It is no secret that I like nice things. The problem is that I like them a little too much and compulsively shop until I get in trouble. Shopping has been one of those things I do (like binge eat) when I get depressed or upset, so my new therapist and I have been talking about it. She kept asking why do you need all those things when you already have enough? And do I do it to impress people or try to be someone I’m not…?
I can’t answer her. I don’t know why I buy expensive jewelry, shoes and purses. I’m not trying to impress anybody! My therapist and I discussed it some more and finally we decided that it doesn’t matter what the root of the action is, I just have to find something healthy to replace it. Or else.
That was last week. Then today, after taking pictures with my family after my daughter’s award ceremony, I went home and looked at the photos. I was mortified. I looked so awful. My skirt was awkward and wrinked, my shirt was awful and my hair looked like crap. As soon as I could, I climbed out of those clothes and threw them in the donate bin.
“I looked fat and ugly,” I told my friend later. She told me I was not, but when we stopped texting I couldn’t stop thinking about how gross I looked. I actually changed clothes after that 4 times. I just gave up, threw on a dress and chalked it up to it being a “blah” day.
Tonight I was sitting in a support group when somebody was talking about lessening your load. He said that everybody has a backpack and rocks that make it heavy, but you don’t have to carry such a heavy load. Well as he was talking I thought about my “backpac”k – then I thought, “Ha, mine would be a designer purse.” Then I looked down at my big new bag David bought me, which was at my feet. I then glanced at my feet, adorned with new Gucci slides that cost a small fortune. Then my glance fell on my dress, which was about $300. I asked myself why I needed all that, then thought “But it’s so pretty.”
I tuned out the speaker, and it was like sirens in my head.
I buy those things because I think they’re pretty and I’m so ugly and fat.

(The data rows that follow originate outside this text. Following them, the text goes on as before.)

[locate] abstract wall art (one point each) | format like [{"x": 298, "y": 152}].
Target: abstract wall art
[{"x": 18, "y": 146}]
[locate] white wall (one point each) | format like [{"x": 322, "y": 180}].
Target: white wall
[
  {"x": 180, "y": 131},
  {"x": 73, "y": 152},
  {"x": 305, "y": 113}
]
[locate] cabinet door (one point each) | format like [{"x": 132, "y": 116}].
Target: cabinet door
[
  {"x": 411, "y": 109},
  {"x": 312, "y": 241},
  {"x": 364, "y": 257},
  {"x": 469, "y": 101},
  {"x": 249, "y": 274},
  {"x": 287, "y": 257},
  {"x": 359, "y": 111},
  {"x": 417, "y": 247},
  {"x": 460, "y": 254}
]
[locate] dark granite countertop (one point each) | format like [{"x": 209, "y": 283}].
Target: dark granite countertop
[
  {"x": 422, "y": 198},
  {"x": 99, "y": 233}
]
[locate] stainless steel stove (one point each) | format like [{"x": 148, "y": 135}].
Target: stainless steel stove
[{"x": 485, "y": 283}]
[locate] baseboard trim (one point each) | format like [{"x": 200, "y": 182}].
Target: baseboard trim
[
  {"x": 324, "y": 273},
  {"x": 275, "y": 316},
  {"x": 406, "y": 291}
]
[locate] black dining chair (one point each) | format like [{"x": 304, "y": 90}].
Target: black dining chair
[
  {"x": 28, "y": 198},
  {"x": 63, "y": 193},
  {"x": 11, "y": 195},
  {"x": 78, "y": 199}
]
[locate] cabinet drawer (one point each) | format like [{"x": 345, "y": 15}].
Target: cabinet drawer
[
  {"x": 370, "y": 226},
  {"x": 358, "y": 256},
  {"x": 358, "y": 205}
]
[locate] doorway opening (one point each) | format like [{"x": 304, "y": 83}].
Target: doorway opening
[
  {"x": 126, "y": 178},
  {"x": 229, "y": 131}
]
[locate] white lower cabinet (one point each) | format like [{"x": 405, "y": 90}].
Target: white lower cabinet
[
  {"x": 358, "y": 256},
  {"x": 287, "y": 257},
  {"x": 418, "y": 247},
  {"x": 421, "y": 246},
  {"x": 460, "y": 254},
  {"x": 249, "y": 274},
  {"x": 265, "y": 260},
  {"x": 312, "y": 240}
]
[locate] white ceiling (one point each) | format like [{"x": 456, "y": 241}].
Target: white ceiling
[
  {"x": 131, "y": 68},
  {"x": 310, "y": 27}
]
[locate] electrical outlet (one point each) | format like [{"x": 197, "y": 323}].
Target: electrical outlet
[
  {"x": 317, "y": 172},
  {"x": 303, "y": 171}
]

Could it be that simple though?
I’ve been obsessed with how I look, especially what I weigh, for decades. About the same amount of time I started buying all these “pretty things.”
I’ve had a breast reduction, a tummy tuck and gastric sleeve surgery. I also have a formidable eating disorder. I’m now 75-pounds lighter than my highest weight. I’m a SIZE 6 and haven’t been in a single digit size since I was 6 years old. Still I hate my photos. I know deep in my heart that I will never be thin enough to assuage my fears of not being good enough.
For the 2,341st time, when is enough enough?
I know that I’m not really fat and ugly. Sometimes I know that I’m thin. Logically, I know I’m not fat and ugly, but it’s like I have blinders on. I’ve said over and over that I don’t want Isla to ever go through this, shouldn’t that should prompt me to say that I love my body no matter what.? And actually believe it? To tell myself I’m beautiful no matter what. That it doesn’t matter what I weight or look like at all.
But it would be lies. All lies. And how sad for my daughter who I’m trying to break this generational cycle of self-hatred for when I can’t even look at a picture of myself without throwing my clothes away. And deleting pictures of me with my family. I tell my daughter that she’s beautiful and that it doesn’t matter how much she weighs or what she looks like.
It does matter to me. Because the truth is I don’t think I’m good enough despite my accomplishments. Despite people telling me I am good enough, thin enough, pretty enough.
I’d like to say this situation will prompt me to turn over a leaf, but it won’t. I’ll tell myself that I love my body and how I look and that I’m good enough — the whole nine yards.
At least while my daughter is listening.
And until she hears and believes me, I’ll keep writing check after check to my therapist.